The higher the divergence, the more likely the case is an outlier. The five countries with unusual distributions, that have mean KLD above the 3rd quartile value of 2.9, have also not shown conformity in NBL tests (Fig. 4). Nicaragua has the highest KLD average (6.01), which means more divergence. This can be related to differences in data collection, report or even health policies.

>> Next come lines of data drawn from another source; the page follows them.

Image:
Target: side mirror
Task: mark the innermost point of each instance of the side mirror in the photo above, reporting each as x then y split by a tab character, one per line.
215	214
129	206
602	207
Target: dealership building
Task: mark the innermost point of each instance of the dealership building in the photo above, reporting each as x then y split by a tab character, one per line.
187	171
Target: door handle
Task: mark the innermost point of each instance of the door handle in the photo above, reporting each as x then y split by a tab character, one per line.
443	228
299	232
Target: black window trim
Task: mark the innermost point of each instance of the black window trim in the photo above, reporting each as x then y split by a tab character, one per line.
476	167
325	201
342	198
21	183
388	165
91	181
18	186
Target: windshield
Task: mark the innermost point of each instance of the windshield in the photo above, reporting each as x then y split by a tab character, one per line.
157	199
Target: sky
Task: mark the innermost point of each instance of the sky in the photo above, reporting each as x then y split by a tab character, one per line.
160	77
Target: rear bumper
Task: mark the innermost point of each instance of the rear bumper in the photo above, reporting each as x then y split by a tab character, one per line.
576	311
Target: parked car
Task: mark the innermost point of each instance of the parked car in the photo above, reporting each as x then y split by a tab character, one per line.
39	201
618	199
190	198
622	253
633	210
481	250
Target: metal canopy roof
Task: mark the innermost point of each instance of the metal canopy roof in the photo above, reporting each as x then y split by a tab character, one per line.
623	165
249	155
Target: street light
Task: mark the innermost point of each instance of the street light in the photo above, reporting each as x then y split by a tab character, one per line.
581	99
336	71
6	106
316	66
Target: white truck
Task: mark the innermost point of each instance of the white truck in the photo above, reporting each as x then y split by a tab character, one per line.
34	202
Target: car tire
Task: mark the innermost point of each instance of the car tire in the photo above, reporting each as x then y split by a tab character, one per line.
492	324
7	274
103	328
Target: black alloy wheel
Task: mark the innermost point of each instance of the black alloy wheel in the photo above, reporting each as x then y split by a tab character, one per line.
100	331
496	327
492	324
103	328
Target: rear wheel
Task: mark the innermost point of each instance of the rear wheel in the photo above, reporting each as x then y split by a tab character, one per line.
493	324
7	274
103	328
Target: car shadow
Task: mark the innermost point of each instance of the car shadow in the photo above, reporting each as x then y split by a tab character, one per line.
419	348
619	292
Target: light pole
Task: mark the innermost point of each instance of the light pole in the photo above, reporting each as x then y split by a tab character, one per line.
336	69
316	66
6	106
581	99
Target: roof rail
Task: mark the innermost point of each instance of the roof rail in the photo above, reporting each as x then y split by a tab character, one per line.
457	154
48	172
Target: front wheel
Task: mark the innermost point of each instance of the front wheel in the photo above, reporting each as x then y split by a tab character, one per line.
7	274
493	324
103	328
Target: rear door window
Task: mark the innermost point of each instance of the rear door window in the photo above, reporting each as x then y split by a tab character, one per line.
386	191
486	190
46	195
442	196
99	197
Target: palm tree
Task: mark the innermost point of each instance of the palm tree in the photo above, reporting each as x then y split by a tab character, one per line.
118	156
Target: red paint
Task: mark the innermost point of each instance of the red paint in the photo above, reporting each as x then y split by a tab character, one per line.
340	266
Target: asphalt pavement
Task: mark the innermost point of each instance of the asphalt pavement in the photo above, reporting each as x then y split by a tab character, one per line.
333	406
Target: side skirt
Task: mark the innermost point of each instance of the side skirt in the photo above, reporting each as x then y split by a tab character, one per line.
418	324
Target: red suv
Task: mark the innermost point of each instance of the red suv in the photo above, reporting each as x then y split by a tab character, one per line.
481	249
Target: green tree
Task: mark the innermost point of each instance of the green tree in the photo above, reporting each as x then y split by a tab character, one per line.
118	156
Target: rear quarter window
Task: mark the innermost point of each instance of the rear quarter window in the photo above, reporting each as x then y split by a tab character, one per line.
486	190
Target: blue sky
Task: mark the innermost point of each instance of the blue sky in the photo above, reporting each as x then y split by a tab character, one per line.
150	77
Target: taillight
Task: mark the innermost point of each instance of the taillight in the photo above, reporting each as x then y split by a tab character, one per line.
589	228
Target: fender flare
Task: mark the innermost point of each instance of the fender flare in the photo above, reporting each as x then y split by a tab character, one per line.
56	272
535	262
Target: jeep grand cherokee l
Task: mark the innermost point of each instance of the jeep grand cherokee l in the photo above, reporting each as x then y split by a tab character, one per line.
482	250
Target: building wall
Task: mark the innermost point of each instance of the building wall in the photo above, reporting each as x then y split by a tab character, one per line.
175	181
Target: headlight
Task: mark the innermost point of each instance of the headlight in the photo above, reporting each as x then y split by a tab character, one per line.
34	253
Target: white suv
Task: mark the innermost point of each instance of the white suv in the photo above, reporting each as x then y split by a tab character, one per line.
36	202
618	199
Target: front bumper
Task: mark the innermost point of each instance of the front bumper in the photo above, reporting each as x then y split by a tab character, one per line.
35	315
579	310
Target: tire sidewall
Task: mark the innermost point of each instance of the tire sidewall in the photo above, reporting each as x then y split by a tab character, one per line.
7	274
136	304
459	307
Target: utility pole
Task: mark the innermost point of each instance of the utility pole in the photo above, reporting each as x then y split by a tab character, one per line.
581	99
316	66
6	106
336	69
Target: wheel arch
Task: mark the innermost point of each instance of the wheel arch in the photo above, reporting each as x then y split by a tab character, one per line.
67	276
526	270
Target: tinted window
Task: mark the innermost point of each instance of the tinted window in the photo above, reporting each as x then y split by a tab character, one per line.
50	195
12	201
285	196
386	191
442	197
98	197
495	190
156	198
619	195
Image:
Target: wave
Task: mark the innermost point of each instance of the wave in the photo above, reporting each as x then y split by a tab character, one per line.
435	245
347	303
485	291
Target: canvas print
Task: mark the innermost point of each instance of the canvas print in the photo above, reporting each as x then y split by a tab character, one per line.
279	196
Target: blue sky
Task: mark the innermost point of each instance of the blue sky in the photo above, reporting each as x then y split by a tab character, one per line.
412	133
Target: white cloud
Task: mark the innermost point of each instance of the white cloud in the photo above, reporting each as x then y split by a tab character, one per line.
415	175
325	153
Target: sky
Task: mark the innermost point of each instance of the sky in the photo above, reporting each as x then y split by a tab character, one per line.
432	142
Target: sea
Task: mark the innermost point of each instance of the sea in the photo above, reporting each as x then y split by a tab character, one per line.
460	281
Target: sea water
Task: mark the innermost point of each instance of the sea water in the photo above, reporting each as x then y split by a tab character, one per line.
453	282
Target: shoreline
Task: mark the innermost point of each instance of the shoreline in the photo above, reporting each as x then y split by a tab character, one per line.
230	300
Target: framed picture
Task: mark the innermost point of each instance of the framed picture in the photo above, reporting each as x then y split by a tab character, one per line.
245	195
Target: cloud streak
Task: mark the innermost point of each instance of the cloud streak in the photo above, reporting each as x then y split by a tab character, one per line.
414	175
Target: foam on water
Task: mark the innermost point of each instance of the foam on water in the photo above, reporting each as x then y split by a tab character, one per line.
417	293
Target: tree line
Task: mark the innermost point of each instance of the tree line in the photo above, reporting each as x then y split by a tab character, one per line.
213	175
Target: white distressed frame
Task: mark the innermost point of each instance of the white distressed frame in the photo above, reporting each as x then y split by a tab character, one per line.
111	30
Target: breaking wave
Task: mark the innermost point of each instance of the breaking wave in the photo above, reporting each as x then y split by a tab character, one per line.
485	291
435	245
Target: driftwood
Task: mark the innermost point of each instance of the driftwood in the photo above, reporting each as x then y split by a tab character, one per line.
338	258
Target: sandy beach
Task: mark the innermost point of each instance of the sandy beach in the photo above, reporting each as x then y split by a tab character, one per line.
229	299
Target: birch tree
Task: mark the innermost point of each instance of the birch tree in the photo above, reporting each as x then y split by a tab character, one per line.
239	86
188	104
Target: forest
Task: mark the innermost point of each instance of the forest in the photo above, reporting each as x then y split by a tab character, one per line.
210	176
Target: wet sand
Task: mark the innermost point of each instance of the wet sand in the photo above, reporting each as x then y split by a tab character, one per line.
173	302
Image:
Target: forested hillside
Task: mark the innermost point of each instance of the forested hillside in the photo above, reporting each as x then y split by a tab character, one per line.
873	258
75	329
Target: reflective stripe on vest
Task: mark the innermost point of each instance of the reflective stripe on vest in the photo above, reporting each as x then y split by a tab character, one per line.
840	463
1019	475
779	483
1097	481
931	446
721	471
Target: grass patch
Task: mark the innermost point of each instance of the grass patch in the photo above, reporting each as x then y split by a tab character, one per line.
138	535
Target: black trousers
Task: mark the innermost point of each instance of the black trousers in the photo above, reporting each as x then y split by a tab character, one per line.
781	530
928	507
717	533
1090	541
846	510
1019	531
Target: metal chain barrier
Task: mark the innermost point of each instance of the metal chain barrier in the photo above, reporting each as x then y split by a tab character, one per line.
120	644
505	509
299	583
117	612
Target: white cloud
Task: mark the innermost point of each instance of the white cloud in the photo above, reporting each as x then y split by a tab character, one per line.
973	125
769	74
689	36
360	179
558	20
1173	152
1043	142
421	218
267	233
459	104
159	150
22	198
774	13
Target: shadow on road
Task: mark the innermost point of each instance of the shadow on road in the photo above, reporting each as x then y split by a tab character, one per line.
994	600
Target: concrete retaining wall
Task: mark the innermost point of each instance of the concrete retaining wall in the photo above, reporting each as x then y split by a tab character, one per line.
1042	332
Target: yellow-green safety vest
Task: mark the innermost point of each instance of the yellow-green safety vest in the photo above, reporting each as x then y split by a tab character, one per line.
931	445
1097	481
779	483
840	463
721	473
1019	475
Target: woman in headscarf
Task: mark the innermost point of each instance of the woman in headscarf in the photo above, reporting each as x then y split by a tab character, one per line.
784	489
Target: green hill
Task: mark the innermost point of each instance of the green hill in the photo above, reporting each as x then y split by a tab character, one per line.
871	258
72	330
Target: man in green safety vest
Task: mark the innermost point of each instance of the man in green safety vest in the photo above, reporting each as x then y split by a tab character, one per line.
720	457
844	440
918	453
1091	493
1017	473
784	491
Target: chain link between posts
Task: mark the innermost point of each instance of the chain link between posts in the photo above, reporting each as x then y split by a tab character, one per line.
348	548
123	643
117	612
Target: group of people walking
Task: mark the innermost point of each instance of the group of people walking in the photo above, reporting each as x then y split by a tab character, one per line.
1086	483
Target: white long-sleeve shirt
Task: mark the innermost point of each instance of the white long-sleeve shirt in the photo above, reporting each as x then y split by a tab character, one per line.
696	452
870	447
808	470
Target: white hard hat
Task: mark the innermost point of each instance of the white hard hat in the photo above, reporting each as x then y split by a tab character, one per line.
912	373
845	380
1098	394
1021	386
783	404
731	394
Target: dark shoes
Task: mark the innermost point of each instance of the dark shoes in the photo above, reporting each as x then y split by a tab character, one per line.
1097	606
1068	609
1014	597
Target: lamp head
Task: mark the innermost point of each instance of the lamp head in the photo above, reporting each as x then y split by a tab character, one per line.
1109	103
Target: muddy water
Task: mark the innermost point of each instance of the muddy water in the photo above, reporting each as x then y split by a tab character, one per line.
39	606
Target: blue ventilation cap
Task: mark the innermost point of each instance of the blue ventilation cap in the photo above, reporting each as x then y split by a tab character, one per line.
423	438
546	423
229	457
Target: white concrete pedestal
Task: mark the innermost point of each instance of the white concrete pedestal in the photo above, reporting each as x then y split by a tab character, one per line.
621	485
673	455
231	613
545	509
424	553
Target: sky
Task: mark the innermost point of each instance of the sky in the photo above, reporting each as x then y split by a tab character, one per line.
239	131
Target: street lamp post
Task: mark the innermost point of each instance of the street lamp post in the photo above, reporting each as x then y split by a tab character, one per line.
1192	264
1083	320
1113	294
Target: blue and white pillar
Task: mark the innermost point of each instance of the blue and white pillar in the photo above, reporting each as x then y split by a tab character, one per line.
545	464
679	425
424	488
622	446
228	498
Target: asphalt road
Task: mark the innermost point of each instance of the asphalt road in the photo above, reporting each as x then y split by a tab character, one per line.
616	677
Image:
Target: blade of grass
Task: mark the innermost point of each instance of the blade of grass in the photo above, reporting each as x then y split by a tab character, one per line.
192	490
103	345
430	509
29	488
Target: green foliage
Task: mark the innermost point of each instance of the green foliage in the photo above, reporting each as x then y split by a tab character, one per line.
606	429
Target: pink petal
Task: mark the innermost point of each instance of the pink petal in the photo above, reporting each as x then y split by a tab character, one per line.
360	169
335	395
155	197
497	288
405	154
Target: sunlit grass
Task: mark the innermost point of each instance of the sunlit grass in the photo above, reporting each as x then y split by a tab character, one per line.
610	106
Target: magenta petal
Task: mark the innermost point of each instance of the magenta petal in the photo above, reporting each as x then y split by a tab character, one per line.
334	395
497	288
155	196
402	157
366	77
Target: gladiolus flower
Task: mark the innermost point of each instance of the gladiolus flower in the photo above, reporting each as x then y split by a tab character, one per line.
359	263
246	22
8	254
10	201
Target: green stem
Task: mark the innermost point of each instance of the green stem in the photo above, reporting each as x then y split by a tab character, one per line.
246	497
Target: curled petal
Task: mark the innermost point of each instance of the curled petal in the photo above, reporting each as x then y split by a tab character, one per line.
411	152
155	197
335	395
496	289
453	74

Once we locate the divergent countries, it is important to explore their distribution over time and try to identify patterns that can relate to the divergence. The analysis of the distributions of the countries with high mean divergence shows a pattern of recurrent days with zero new COVID-19 cases (Fig. 5).

Fig. 5
figure 5

Latin American countries with higher divergence (COVID-19 new cases). The blue dots represent days with at least one new case, and the red dots represent days with zero new cases. Costa Rica, El Salvador, Honduras, and Nicaragua have a persistent occurrence of days with zero cases throughout most of the period. It is also relevant that days with many new cases are preceded and followed by days of zero cases

The blue dots represent days with at least one new case, and the red dots represent days with zero new cases. Costa Rica, El Salvador, Honduras, and Nicaragua have a persistent occurrence of days with zero cases throughout most of the period. It is also relevant that days with many new cases are preceded and followed by days of zero cases. This trend is present especially in Nicaragua. To put in perspective, Nicaragua (the most divergent country), has an odds ratio of 5.87 (almost 6 days of zero new cases for every day with at least 1 case), El Salvador, the second in divergence, has an odds ratio of 1, Costa Rica (3rd) of .64 and Honduras (4th) of .55. We suspect that this pattern is due to notification delay and low testing rates.

Discussion

Scholarly research has explored the authenticity of COVID-19 figures. Using advanced statistical tools, Kennedy and Yam [53] show that the Chinese government systematically fails to provide reliable data. More recently, Kilani and Georgiu [11] examine a sample of 171 countries and report that most of the observations exhibit suspicious patterns of data sharing.

This paper advances our understanding of the subject by applying two well-established statistical techniques to evaluate the reliability of COVID-19 records in Latin America. Under the Newcomb-Benford Law assumption, we find most countries deviate from theoretical expectations. Similarly, KLD estimates indicate that the accuracy of records is significantly heterogeneous across countries, including some abnormal observations, and one case with extreme high divergence: Nicaragua.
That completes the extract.